Wednesday, June 27, 2007

Dog of War or McGriff the Crime Dog?

So, solider or cop? War or Crime? Or both?

I ask this question of my own self after reading (and enjoying) Michael C. W. Research's recent posts on security framed in the context of Clauswitz. Thinking it through, though, I began to wonder if war is the context information security should frame itself. After all, as an info security practitioner, you are denied both first strike and retaliation with like force. Hampered by a bureaucracy, limited by budget and laden with metrics of questionable value, you perform awareness and outreach to a resistant, often resentful community that harbors potential adversaries. When the adversary attacks, your response is defensive, forensic, and heavily regulated.

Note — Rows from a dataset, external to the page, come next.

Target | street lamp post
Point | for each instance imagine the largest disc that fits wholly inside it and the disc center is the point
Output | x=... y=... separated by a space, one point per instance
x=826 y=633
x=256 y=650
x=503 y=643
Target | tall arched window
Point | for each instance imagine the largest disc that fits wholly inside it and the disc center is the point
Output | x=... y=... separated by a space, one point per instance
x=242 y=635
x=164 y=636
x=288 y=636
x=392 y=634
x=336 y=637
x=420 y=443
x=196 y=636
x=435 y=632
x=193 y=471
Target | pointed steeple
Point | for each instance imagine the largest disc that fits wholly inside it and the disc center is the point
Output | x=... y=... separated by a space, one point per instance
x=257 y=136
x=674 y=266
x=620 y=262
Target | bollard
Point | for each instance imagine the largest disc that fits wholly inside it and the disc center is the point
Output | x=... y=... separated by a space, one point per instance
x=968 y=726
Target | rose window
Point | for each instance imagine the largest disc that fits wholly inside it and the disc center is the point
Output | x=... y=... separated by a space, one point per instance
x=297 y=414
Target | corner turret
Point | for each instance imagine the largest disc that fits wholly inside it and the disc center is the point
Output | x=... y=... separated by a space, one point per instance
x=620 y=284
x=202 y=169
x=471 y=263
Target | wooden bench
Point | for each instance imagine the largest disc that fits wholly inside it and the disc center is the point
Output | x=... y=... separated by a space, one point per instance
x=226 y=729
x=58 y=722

In the initial analysis, it sounds more like a cop than a soldier.

Like Mr. Peterson, I recently finished reading Robb's Brave New War. Robb describes the decline of wars between states or their proxies and the rise of the global guerrilla. The global guerrilla uses system disruption and open source warfare to break down the brittle security systems of organized and highly interdependent states. Mobile and rapidly adapting to changing tactics, this adversary is usually hidden in the state it is trying to hollow it out, cooperating with or participating in transnational organized crime. Now that threat sounds more familiar; Robb describes the phishing marketplace as a example of open source warfare.

Is War now Crime? Is the infosec defense model Clear Hold Build or Broken Windows?